Different definitions about Six Sigma from around the web are as follows:

  1. Six Sigma TerminologyA methodology that provides businesses with the tools to improve the capability of their business processes.
  2. Process Improvement Glossary –A method or set of techniques. Six Sigma is generally used to indicate that a business process is well controlled.
  3. Circuit City – In 2001 Six Sigma was introduced as an initiative within Circuit City’s annual report. [22] Six Sigma is applied to Circuit City’s operational side such as supply chain and distribution centers.
  4. Tamworth Quality Services – This is a complete system of quality management originating in the USA, but now becoming popular in the UK.
  5. Wikipedia – Six Sigma is a business management strategy, originally developed by Motorola, that today enjoys wide-spread application in many sectors of industry. Six Sigma seeks to identify and remove the causes of defects and errors in manufacturing and business processes.
  6. Quality Glossary – A failure rate of 3.4 parts per million or 99.9997%
  7. Glossary of terms and definitions – A set of practices first created by Motorola that attempts to systematically remove imperfections in manufacturing processes while improving quality and efficiency; also, a set of practices that specifies the mathematical precision of measurements.
  8. eMJA Glossary – A systematic method for improving the operational performance of an organisation by eliminating variability and waste (“sigma” stands for standard deviation from the mean in a normal distribution).
  9. Mayo Medical Laboratories – A statistical concept that represents the amount of variation present relative to customer requirements or specifications.
  10. Industry Forum – A ‘measure of goodness’ involving the application of statistical methods to business processes to improve operating efficiency, reduce variation, avoid defects and reduce waste.
  11. Pulse – It is a methodology to manage process variations that cause defects and to systematically work towards managing variation to eliminate those defects. The objective of Six Sigma is to deliver world-class performance, reliability, and value to the end customer.
  12. Obis Omni – A quality management program to achieve “six sigma” levels of quality. Pioneered by Motorola in the mid-1980s, it aims to have the total number of failures in quality, or customer satisfaction, occur beyond the sixth sigma of likelihood in a normal distribution of customers.
  13. Lean Manufacturing Glossary – Six Sigma is a statistical term that equates to 3.4 defects per one million opportunities. Typical manufacturers operate at around three sigma, or 67,000 defects per million. Six Sigma can achieve dramatic improvement in business performance through a precise understanding of customer requirements and the elimination of defects from existing processes, products and services. Key tenets of Six Sigma: Define, Measure, Analyze, Improve, Control. To fully embrace Six Sigma, an organization must work intimately with all internal disciplines in addition to external suppliers and customers.

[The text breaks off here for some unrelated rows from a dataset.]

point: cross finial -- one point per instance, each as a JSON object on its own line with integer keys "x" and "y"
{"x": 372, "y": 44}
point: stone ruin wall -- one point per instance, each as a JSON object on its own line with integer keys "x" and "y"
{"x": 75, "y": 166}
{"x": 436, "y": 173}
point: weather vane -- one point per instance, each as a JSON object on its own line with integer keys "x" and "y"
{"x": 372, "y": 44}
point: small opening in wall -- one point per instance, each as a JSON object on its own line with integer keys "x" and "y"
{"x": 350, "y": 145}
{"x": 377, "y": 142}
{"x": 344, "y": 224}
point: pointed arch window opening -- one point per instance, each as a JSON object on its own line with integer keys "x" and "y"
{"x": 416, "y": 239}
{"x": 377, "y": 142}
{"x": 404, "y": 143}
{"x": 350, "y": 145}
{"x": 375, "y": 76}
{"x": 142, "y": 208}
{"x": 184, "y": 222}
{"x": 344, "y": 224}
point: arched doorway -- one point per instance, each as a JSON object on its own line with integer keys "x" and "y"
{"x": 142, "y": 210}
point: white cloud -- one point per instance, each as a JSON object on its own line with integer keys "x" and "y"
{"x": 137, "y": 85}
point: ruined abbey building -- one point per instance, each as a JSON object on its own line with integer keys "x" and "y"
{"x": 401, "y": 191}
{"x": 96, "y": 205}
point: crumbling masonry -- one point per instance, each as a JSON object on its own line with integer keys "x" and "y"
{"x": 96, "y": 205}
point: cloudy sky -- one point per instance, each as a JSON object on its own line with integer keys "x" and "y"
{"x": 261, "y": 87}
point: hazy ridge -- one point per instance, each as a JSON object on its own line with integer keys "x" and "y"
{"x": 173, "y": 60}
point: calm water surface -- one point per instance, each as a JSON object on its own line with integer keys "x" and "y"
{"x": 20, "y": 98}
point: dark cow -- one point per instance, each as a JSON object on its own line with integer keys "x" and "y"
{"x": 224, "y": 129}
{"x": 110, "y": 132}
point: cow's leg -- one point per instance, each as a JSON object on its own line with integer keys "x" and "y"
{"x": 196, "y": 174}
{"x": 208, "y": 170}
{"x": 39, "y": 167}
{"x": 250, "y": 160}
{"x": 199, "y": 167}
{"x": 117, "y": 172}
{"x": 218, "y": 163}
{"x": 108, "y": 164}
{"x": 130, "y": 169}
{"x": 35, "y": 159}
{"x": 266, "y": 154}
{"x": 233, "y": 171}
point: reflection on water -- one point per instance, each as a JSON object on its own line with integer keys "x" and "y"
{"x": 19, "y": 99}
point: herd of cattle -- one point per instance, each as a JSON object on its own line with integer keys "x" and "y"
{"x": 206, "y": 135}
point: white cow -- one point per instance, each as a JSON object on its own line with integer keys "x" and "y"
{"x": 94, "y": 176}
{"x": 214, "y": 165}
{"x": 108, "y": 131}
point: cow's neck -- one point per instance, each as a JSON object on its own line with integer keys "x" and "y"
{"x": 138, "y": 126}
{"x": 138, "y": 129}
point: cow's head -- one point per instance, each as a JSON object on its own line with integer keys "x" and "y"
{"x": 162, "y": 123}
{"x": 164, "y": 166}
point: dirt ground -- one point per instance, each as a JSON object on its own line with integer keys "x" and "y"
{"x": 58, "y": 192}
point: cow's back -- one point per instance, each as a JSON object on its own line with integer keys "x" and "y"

  14. Qmi Solutions – A methodology and set of tools used to reduce quality problems to less than 3.4 defects per million or better.
  15. ISSEL – A quality management and process improvement methodology particularly well-suited to process-intensive industries like manufacturing. Six Sigma measures a given process by its average performance and the standard deviation (or variation) of this performance, aiming to reduce the occurrence of defects in a given process to a level of “”Six Sigma”outside the norm; no more than 3.4 times per million.